Shade vs Artichoke
Where Shade belongs to Jotun's range, Artichoke is a Sherwin-Williams color. Shade reads as greige-grey, while Artichoke reads as grey — two distinct hue families, not close cousins. Shade (LRV 30) reflects noticeably more light than Artichoke (LRV 21), a difference of 9 points that becomes especially apparent in rooms with limited natural light. Shade runs warm while Artichoke is decidedly neutral, which means they'll respond very differently to warm vs cool light sources. With a ΔE of 12.5, the contrast is hard to miss. These aren't variations on a theme — they're two different answers to the same question. Below you'll find 3 real-room photo comparisons where both colors appear side by side, plus 5 simulated room previews.
Shade vs Artichoke in Real Spaces
3 real rooms side by side. Seeing Shade and Artichoke in actual rooms makes the difference concrete; browse the spaces below to get a feel for how each color lives on a wall.
Living Room
In a living room, color works across both daylight and evening light — the same wall can read very differently at noon and at 8pm. The LRV gap is large enough that Shade will make the room feel meaningfully brighter than Artichoke would.
Bedroom
The context that matters most in a bedroom is how a color reads under a bedside lamp at night, not under noon daylight. Shade reflects noticeably more light off the walls, making the space read more open than Artichoke.
Color Details
Shade vs Artichoke Simulated Comparison
5 simulated room previews — drag the slider on each to see Shade on one side and Artichoke on the other.

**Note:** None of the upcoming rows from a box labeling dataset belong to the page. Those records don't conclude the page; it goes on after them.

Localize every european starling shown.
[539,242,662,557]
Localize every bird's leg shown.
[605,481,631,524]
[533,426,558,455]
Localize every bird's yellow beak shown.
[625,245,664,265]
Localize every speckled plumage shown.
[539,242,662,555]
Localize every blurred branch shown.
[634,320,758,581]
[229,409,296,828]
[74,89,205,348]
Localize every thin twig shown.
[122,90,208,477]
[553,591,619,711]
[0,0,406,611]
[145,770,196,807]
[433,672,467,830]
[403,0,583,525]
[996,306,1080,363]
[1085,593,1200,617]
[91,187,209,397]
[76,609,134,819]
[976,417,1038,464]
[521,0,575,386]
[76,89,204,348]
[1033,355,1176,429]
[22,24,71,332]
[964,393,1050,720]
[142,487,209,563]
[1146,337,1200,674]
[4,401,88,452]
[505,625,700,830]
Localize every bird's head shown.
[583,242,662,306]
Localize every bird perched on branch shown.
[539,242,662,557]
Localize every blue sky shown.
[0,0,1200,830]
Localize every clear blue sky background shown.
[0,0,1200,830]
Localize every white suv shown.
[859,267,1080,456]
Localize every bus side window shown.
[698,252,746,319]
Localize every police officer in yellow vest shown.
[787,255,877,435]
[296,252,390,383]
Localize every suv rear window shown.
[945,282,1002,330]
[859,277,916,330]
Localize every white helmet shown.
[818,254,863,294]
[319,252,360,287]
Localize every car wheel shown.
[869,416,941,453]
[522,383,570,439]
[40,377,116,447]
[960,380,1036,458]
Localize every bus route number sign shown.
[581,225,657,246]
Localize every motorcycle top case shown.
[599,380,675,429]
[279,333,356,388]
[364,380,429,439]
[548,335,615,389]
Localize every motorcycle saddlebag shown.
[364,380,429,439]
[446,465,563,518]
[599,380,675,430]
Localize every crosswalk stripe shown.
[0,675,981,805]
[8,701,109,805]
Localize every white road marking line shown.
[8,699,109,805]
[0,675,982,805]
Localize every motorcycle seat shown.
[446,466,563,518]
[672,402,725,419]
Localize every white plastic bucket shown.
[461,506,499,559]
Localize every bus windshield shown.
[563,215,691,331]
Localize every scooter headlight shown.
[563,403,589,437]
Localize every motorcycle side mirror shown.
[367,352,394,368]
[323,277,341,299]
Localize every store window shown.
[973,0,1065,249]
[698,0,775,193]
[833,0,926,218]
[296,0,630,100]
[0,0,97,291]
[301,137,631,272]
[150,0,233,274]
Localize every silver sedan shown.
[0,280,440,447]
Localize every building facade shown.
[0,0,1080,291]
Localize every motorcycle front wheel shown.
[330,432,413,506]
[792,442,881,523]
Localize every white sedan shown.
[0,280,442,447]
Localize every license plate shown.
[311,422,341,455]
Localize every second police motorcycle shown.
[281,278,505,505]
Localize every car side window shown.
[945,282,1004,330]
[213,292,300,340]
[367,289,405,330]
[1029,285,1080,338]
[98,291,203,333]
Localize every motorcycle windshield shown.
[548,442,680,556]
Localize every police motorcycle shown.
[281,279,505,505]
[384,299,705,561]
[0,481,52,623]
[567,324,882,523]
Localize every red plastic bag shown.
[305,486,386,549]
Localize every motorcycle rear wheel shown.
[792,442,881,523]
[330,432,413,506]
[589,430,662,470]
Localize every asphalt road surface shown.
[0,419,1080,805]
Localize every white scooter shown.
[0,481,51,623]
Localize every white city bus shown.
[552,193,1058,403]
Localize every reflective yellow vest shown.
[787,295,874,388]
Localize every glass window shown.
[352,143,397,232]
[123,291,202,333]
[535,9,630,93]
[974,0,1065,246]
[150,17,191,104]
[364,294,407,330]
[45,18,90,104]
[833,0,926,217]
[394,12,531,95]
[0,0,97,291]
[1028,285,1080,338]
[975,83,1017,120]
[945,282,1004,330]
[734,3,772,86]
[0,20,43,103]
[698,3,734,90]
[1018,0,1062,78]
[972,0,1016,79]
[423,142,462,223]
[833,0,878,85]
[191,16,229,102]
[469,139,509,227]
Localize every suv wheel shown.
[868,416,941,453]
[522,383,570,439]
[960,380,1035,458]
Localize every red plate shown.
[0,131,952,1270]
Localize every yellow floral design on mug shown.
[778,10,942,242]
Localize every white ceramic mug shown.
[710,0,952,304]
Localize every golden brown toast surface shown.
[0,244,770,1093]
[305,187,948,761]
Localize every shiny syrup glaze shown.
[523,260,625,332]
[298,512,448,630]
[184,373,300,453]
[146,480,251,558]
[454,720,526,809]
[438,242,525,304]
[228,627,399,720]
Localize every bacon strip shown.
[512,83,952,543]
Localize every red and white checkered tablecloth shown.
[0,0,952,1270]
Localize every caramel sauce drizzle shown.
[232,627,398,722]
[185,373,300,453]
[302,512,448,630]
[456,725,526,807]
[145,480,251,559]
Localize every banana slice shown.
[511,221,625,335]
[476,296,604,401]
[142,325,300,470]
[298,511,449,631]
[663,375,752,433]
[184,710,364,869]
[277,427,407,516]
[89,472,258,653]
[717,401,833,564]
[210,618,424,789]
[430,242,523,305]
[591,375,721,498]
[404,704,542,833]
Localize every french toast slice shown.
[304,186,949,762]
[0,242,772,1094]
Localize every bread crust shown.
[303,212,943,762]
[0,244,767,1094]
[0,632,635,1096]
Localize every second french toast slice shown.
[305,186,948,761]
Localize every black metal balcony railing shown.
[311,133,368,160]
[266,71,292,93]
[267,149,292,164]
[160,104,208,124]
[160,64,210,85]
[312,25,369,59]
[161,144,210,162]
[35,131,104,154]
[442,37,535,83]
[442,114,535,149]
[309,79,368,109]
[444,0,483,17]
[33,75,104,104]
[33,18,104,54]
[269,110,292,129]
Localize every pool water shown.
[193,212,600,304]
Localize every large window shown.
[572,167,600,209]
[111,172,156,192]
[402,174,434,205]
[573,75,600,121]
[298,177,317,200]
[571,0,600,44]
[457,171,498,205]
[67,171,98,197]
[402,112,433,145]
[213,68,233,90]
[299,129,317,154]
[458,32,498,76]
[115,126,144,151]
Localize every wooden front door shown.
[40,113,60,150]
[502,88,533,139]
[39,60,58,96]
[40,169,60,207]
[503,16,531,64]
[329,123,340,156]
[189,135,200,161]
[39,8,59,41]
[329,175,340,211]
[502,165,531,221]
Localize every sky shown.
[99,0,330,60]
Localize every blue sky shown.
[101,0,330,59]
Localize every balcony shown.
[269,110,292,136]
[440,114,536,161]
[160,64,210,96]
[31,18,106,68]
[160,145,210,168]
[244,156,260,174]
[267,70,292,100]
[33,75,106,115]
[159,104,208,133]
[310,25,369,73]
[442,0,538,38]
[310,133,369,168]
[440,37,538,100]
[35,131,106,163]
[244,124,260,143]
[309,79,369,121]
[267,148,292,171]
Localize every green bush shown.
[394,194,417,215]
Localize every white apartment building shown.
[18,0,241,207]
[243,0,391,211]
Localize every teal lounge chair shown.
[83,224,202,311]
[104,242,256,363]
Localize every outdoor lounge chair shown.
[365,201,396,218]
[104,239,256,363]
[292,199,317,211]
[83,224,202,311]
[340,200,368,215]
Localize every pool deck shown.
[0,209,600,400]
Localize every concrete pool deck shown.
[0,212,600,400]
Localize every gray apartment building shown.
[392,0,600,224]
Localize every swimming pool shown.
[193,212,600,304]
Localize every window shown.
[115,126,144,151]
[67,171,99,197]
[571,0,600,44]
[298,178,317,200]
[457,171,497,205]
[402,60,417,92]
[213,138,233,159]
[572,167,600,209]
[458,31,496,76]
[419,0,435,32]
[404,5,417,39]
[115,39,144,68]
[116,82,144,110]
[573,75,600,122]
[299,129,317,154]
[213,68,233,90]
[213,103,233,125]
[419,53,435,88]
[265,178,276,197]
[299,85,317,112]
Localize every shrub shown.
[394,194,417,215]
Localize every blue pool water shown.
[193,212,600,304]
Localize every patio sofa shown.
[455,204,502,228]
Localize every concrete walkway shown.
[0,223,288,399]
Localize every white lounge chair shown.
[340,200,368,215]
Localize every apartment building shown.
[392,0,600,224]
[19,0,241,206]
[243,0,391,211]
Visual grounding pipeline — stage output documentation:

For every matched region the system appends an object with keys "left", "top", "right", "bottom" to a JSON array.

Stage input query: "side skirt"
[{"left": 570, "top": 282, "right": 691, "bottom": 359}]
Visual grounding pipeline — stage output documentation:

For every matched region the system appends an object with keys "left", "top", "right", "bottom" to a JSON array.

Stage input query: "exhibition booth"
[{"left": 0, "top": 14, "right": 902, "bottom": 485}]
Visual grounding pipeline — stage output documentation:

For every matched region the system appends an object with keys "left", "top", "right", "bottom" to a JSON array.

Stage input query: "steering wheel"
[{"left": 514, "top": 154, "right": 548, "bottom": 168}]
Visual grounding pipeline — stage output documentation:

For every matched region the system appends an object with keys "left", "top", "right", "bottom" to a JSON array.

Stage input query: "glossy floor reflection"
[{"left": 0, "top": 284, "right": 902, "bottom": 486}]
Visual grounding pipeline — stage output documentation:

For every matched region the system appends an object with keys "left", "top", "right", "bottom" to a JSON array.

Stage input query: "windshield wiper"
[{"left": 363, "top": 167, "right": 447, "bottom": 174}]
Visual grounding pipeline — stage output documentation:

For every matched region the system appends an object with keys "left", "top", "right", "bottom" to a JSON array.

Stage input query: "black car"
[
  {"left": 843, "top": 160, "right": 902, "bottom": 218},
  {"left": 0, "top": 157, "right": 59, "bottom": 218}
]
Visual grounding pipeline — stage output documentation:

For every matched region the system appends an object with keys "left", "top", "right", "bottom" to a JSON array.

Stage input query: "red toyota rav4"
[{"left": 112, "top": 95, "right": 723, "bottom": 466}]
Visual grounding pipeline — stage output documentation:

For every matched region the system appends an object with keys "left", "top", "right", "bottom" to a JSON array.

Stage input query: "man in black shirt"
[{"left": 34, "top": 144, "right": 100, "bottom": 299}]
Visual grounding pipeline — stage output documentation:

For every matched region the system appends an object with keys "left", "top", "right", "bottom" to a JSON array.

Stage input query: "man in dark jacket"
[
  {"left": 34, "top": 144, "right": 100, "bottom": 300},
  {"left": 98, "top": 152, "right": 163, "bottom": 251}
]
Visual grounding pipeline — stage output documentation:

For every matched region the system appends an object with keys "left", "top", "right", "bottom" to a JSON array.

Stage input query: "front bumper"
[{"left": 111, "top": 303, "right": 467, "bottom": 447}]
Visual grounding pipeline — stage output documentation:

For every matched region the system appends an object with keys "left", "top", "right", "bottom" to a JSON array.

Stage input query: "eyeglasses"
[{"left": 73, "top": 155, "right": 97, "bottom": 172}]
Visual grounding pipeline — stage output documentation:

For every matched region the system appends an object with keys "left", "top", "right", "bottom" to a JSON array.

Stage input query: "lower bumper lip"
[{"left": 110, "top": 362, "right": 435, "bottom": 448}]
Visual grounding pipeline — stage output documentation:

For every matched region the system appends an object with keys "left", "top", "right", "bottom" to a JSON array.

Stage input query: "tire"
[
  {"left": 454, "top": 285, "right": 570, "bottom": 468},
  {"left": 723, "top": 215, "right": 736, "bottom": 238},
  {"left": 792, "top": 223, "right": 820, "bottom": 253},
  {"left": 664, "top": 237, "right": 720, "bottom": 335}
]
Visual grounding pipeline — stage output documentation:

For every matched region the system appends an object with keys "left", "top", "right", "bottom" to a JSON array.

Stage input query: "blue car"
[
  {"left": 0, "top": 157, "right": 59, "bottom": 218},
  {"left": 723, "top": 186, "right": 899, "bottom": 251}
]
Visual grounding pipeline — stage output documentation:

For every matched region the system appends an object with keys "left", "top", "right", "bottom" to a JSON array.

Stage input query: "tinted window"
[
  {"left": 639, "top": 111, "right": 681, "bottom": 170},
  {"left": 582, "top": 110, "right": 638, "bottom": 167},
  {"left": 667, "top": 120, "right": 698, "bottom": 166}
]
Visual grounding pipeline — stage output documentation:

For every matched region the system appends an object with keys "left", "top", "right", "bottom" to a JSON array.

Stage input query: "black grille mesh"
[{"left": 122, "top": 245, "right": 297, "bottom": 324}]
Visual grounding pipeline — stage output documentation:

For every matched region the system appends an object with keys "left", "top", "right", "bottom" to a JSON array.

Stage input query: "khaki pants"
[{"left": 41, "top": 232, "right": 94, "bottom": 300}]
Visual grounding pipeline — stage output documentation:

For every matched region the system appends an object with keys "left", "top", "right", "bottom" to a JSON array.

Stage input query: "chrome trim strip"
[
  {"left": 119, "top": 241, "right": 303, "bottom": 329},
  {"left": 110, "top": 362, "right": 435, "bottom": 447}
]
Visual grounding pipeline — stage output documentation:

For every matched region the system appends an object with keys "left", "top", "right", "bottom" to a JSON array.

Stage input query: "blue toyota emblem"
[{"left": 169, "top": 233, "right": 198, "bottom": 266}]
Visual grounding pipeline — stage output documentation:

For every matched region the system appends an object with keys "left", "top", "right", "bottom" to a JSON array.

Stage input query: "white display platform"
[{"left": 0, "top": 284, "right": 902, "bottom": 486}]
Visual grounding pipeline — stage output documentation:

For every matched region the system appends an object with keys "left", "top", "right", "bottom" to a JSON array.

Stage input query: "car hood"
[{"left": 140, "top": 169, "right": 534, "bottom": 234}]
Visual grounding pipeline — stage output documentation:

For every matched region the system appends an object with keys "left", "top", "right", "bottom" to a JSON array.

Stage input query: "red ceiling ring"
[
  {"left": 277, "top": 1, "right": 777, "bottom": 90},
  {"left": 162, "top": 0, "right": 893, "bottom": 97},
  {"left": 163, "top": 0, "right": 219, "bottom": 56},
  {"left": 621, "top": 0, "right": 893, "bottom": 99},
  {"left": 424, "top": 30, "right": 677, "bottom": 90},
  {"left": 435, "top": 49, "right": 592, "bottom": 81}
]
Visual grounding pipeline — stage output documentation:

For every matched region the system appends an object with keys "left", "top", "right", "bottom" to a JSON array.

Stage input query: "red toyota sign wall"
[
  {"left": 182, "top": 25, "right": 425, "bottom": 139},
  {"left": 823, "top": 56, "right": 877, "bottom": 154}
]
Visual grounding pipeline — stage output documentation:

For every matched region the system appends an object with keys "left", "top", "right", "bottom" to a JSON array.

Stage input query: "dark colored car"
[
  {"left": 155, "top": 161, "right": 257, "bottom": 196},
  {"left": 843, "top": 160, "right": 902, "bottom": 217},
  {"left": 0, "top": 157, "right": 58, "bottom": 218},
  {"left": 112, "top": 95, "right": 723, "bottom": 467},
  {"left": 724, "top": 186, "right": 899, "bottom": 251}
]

Digital color is approximate. These simulations are generated from the manufacturer's hex values and overlaid on grayscale room photos — your screen's calibration, brightness, and viewing angle all affect how they render. Before committing to either color, test physical samples in your own space under the light you actually live with.
More Shade comparisons
See how Shade stacks up against other well-photographed colors across different brands and tones.